Não saberia dizer qual das fábulas de Esopo é a mais famosa.
Certamente, a mais criticada nos últimos anos é justamente A cigarra e a formiga. As pessoas reclamam do preconceito de Esopo,
e também de La Fontaine, contra as artes e os prazeres da vida.
Apesar de ser alguém apegado às artes e aos prazeres da vida
muito mais que ao trabalho, creio que o comportamento da cigarra merece alguma censura,
que a formiga tem direito a sua cota de aplausos. Afinal de contas, tudo tem a
sua hora, e se a cigarra só pensa em cantar, não reclame das necessidades que
passará com a chegada do inverno; quem se prepara com diligência e esforço realmente
estará protegido contra infortúnios.
Há também um outro ponto que merece atenção. O canto da
cigarra, desde que você não seja uma cigarra fêmea desfrutável, é extremamente
desagradável. É incômodo, desafinado. Estridente. "Deselaborado". Previsível.
Pobre. Penso nisso enquanto vejo meus alunos desfiando um rosário de seus funks
favoritos. Estamos na última semana de aula e os poucos presentes na sala, que
não se preocuparam em aprender absolutamente nada ao longo de um ano horroroso
como este, agora desfrutam dos últimos momentos na escola neste ano para
cantarem pornografia nada ligth.
Quando o inverno chegar, estas cigarras tremerão de frio?
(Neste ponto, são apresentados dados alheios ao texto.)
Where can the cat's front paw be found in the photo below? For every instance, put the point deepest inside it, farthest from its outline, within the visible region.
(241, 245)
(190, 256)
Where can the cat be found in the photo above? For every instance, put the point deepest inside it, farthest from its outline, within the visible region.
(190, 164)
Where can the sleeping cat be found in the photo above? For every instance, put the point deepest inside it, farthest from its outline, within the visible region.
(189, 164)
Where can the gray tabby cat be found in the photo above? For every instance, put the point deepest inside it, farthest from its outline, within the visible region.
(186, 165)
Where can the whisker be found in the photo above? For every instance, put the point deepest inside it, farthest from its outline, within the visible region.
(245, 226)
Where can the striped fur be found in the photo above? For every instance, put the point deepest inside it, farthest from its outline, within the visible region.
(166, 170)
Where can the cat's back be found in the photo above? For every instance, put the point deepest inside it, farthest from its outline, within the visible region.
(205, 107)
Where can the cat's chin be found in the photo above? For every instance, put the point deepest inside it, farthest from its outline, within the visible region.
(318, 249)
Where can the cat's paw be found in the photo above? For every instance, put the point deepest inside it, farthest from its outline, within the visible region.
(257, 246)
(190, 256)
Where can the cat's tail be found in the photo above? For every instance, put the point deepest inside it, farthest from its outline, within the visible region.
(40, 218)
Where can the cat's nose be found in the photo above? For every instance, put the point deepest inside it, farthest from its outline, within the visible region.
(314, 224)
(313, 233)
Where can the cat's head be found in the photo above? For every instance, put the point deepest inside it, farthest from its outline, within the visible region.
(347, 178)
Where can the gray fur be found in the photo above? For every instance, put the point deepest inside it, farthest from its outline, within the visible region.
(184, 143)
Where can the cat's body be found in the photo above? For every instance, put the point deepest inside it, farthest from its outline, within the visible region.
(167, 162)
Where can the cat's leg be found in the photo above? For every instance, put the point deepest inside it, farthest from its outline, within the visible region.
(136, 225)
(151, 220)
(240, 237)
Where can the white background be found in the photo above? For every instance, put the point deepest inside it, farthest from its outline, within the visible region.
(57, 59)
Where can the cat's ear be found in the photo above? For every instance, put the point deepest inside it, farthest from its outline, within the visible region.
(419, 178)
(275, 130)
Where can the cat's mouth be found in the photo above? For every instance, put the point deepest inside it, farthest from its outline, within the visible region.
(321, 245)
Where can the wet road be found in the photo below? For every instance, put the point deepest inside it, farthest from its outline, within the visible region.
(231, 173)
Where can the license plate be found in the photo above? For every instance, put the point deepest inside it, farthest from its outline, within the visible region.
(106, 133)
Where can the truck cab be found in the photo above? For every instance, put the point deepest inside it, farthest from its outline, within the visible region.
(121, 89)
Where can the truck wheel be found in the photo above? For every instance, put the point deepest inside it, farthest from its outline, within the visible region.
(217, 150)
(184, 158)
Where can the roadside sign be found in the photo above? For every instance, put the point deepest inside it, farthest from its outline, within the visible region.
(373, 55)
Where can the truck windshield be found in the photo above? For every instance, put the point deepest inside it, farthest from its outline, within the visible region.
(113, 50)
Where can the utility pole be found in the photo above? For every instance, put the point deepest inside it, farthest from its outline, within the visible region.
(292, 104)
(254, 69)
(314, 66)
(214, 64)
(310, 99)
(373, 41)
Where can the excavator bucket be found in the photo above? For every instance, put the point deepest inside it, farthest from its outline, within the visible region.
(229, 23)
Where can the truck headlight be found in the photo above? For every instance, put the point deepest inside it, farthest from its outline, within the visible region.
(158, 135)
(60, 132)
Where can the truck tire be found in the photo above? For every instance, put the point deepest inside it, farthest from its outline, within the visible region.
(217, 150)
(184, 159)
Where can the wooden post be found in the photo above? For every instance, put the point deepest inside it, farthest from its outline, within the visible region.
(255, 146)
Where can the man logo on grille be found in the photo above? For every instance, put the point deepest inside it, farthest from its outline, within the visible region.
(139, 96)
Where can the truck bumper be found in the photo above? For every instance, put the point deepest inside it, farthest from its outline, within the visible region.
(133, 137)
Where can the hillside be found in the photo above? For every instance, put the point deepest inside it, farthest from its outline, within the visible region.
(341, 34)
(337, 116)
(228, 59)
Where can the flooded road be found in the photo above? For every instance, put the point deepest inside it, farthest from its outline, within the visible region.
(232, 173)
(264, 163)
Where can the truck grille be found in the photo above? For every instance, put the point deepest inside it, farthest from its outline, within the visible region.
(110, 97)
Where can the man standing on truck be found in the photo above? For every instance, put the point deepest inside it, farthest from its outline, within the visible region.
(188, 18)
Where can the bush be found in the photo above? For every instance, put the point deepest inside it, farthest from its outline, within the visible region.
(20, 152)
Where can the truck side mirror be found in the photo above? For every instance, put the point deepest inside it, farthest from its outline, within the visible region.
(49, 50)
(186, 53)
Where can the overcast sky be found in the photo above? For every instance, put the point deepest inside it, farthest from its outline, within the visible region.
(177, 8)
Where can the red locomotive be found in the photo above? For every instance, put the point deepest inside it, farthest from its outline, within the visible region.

Ou sequer terão
consciência da nevasca que as envolverá, enquanto cantam mais uma vez, brincam
mais uma vez, se alienam mais uma vez, consumidas, consumidas, consumidas.
Já as formigas, conscientes de sua própria
tristeza, trabalham sem canção ao longe, sem refrigério à vista, esperando,
apenas, o inverno. Elas, pelo menos, não incomodam ninguém, e gozarão do fruto
de seu esforço. Mas, bem sabemos, viver apenas para fugir do inverno não é
desfrutar o melhor da vida. As formigas também precisam aprender a cantar,
improvisar, desfrutar. E as cigarras, ah, como seria bom se elas se ocupassem
em elaborar um pouco mais seu canto para adornar a vida que explode dentro
delas…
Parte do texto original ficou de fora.